Literature by the Numbers

Data journalist Ben Blatt takes his a mathematical approach to the writers of fiction.

Jessica Gross | Longreads | March 2017 | 12 minutes (2,982 words)


If you’ve ever taken a writing class—or enrolled in high school English—you’ve probably been advised to use fewer adverbs. But does a glut of adverbs really degrade writing? Moreover, do the writers who’ve given this advice even follow it?

This is just the opening gambit of data journalist Ben Blatt’s deep dive into the mathematics of literature. In his new book, Nabokov’s Favorite Word Is Mauve: What the Numbers Reveal About the Classics, Bestsellers, and Our Own Writing, Blatt examines the stylistic fingerprints of writers (which follow them even when they write under pen names in different genres), whether Americans are “louder” than Brits in their writing, the differences between how men and women write, whether books are getting simpler (yup), and many other curiosities.
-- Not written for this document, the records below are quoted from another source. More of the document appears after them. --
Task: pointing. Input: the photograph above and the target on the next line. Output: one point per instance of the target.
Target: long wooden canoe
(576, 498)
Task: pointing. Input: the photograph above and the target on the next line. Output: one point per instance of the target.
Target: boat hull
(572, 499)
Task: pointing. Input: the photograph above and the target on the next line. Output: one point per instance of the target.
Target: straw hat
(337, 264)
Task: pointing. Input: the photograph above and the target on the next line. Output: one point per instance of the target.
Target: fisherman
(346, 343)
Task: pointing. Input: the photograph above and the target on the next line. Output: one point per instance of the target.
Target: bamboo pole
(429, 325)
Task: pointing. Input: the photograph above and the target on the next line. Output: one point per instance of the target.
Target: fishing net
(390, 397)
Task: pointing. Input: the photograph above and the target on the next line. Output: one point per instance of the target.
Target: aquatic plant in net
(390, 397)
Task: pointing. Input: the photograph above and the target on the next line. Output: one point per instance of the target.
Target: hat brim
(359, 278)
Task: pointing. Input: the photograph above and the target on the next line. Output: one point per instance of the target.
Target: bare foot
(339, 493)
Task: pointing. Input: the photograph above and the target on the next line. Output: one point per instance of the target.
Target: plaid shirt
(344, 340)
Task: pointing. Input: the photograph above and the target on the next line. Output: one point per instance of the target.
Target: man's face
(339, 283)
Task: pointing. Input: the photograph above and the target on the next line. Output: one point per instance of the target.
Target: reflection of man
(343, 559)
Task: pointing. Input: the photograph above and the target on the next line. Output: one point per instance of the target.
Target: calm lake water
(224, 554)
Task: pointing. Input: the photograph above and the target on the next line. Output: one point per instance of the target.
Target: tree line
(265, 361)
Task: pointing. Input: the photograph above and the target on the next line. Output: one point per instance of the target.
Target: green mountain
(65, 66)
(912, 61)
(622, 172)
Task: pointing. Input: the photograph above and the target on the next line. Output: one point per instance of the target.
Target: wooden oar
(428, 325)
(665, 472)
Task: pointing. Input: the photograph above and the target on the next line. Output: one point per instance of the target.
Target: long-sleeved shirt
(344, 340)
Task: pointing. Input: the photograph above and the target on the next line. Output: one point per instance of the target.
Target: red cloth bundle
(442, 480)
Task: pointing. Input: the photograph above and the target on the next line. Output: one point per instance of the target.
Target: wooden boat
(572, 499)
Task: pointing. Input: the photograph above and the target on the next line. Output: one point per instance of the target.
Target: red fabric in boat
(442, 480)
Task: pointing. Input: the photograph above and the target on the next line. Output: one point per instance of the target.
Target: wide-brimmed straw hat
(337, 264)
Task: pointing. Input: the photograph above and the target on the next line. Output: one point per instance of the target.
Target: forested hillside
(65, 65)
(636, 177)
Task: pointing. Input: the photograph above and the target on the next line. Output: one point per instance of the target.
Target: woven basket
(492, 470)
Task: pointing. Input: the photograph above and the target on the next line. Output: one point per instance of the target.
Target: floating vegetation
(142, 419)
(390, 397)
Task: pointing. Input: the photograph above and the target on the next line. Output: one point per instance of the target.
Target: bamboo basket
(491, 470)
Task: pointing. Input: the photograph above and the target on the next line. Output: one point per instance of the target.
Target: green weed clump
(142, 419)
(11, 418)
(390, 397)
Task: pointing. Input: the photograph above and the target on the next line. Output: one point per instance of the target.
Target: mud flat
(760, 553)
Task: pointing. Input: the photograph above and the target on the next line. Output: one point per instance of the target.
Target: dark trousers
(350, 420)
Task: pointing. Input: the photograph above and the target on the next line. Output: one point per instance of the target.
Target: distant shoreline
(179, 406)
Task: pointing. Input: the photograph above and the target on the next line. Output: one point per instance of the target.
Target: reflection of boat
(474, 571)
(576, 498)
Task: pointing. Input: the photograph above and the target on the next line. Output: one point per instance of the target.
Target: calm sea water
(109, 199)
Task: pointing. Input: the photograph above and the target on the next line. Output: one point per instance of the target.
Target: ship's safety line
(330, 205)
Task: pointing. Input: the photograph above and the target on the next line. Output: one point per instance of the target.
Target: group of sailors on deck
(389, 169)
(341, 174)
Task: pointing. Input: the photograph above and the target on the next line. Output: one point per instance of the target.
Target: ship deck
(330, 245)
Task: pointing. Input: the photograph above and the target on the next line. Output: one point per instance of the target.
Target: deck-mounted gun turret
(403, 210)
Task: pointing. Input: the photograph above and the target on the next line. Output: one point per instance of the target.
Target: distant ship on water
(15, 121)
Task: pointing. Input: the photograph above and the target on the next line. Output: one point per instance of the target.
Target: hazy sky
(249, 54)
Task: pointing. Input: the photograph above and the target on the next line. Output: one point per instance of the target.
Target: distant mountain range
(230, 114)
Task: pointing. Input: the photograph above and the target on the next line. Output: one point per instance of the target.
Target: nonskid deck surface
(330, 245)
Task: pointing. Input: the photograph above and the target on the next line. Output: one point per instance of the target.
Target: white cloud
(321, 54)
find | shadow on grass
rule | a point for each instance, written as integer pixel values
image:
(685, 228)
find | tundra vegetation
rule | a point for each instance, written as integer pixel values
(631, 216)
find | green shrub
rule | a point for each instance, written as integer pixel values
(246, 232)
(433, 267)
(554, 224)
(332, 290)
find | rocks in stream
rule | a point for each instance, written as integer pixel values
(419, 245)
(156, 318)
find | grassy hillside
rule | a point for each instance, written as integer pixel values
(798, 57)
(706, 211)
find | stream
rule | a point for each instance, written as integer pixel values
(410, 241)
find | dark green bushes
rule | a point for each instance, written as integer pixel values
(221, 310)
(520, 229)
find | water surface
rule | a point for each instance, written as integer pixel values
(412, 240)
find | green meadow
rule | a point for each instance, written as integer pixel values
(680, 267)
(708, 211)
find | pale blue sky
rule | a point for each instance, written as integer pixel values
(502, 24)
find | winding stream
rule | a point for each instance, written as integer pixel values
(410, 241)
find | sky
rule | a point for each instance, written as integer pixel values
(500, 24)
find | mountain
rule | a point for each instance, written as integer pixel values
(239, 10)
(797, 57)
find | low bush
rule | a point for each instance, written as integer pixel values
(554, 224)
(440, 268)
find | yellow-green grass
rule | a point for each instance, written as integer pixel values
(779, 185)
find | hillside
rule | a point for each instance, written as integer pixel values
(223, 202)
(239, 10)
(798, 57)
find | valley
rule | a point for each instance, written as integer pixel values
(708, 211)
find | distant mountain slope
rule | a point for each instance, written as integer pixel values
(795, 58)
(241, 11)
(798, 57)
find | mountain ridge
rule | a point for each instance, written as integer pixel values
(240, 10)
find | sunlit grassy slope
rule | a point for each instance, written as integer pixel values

Blatt has a penchant for numbers. In his first book, I Don’t Care if We Never Get Back (co-written with his friend Eric Brewster), Blatt mathematically engineers the ideal baseball road trip. In this new book, he makes a convincing case that words aren’t any less suited for mathematical analysis than baseball is—and that data can actually help us see and appreciate rule-breaking that really works. We spoke by phone about why he’s drawn to treating art as data, as well as some of his most compelling findings.

* * *

I’m not sure if you chose the title Nabokov’s Favorite Word Is Mauve or if your publisher did—but if it was you, I wondered if you could walk me through that choice. Was that finding the most delightful to you?

So, the title was a collaboration between me and the publisher. But what we were going for was, the book covers a lot. It covers the reading level of New York Times Best Sellers, the adverb use of your classic authors, the difference in how men and women write, book cover design—and with this title, we were going for a bit of intrigue, and a bit of the possibilities of combining numbers and writing, or science and art. And yes, the specific finding about Nabokov was very exciting when I stumbled across it.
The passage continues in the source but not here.